03/02/2021

ILLEGITTIMO IL RADDOPPIO DEI TERMINI DELL’ACCERTAMENTO QUANDO LA DENUNCIA È INFONDATA

Il raddoppio dei termini per l’accertamento è illegittimo quando la denuncia di reato è infondata.

Questo è il principio di diritto che ha enunciato la Commissione Tributaria Regionale della Lombardia, Sezione Distaccata di Brescia con sentenza n. 285/05/2021.

La vicenda coinvolgeva una cliente dello studio che riceveva quattro avvisi di accertamento, tutti emessi oltre il termine ordinario di decadenza di cui agli art. 43 D.P.R. 600/73 e 57 D.P.R. 633/72; la ragione che a parere dell’Agenzia delle Entrate avrebbe “sanato” la tardiva notificazione sarebbe stata la presenza di due denunce penali a carico della contribuente, trasmesse all’autorità giudiziaria prima del decorso del termine naturale di decadenza. Ciò, quindi, avrebbe di fatto consentito il raddoppio del termine per l’accertamento.

A parere del Primo Giudice la verifica della fondatezza o meno della denuncia o meglio della non pretestuosità della stessa è affidata al vaglio del giudice tributario che deve compiere una valutazione ora per allora (prognosi postuma) accertando che l’amministrazione abbia agito con imparzialità e non abbia fatto un uso strumentale della denunzia.

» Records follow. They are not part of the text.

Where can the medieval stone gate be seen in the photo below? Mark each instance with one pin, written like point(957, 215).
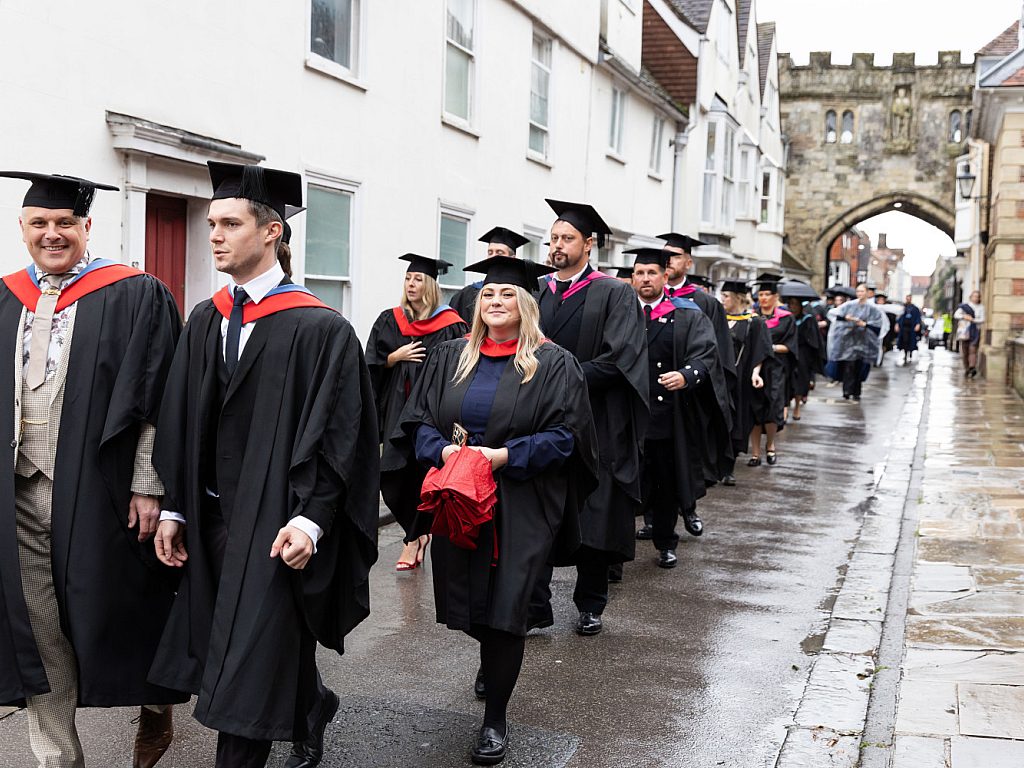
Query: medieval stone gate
point(866, 139)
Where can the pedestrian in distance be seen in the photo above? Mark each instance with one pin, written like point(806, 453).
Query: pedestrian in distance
point(398, 343)
point(522, 401)
point(85, 349)
point(268, 449)
point(970, 316)
point(855, 341)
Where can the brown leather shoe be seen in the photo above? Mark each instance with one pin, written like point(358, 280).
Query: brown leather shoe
point(155, 732)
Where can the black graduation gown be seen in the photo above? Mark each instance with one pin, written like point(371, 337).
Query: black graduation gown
point(535, 517)
point(769, 401)
point(753, 346)
point(113, 595)
point(602, 325)
point(399, 482)
point(299, 409)
point(810, 355)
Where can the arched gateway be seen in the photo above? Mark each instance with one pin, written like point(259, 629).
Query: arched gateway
point(866, 139)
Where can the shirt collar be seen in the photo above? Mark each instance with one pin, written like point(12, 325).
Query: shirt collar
point(260, 286)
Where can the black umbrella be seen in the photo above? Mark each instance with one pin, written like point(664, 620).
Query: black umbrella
point(796, 289)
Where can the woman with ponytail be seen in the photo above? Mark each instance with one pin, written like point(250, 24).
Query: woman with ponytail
point(523, 402)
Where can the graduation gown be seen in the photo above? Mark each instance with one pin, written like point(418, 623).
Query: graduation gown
point(752, 344)
point(684, 340)
point(113, 595)
point(769, 401)
point(601, 324)
point(535, 517)
point(399, 481)
point(297, 435)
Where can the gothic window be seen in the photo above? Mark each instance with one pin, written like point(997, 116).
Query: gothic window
point(846, 137)
point(955, 127)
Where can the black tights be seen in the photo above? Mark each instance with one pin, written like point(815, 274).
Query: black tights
point(501, 659)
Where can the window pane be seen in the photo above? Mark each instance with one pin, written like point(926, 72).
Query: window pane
point(331, 292)
point(460, 23)
point(331, 30)
point(457, 82)
point(453, 248)
point(328, 231)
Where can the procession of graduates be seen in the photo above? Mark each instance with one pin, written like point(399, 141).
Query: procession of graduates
point(190, 511)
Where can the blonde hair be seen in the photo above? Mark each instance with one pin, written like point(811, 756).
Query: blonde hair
point(431, 299)
point(529, 339)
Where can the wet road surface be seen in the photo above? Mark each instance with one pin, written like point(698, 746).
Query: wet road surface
point(700, 666)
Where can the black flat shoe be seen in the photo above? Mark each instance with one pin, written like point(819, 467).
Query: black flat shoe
point(309, 753)
point(479, 689)
point(491, 747)
point(589, 624)
point(692, 523)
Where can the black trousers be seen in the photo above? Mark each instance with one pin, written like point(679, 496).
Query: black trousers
point(659, 495)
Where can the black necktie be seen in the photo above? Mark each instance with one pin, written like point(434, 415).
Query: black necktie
point(233, 331)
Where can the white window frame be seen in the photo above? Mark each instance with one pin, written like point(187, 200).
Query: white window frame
point(536, 64)
point(353, 74)
point(327, 181)
point(452, 118)
point(454, 211)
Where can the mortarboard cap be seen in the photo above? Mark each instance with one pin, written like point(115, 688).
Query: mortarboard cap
point(267, 185)
point(57, 192)
point(583, 217)
point(650, 256)
point(735, 286)
point(685, 242)
point(431, 267)
point(503, 270)
point(506, 237)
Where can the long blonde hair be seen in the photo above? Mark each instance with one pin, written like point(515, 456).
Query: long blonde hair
point(431, 299)
point(529, 339)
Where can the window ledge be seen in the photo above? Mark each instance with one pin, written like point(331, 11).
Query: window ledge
point(532, 157)
point(333, 70)
point(460, 125)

La verifica del giudice tributario è limitata ai presupposti dell’obbligo di denuncia penale e non già all’accertamento del reato. Anche la sorte della denuncia, e cioè se ad essa sia seguita una archiviazione, una assoluzione o una condanna penale, non incide di per sé sulla valutazione di fondatezza della denunzia, anche se possono essere validi indizi per comprenderne la fondatezza.

A parere della C.T.P. di Brescia quindi le notizie di reato trasmesse alla giustizia ordinaria apparivano di estrema vaghezza, circostanza confermata dall’esito processuale delle stesse.

A seguito dell’impugnazione dell’Agenzia delle Entrate la CT.R. della Lombardia confermava come sia compito del giudice tributario valutare l’opportunità dell’istituto del raddoppio dei termini sulla base della fondatezza o meno della notizia di reato. Nel caso di specie, come ulteriormente confermato anche a posteriori dall’esito dei procedimenti penali, non sussistevano i presupposti perché il raddoppio operasse e i giudici di primo grado hanno giustamente tenuto in considerazione l’inesistenza di sufficienti prove che fondassero la denuncia stessa.

È proprio questo il principio che deve guidare nella valutazione dell’istituto del raddoppio il giudice tributario il quale, con una valutazione ex ante, stabilisce l’esistenza dei presupposti per l’obbligo di denuncia in relazione a determinati reati tributari.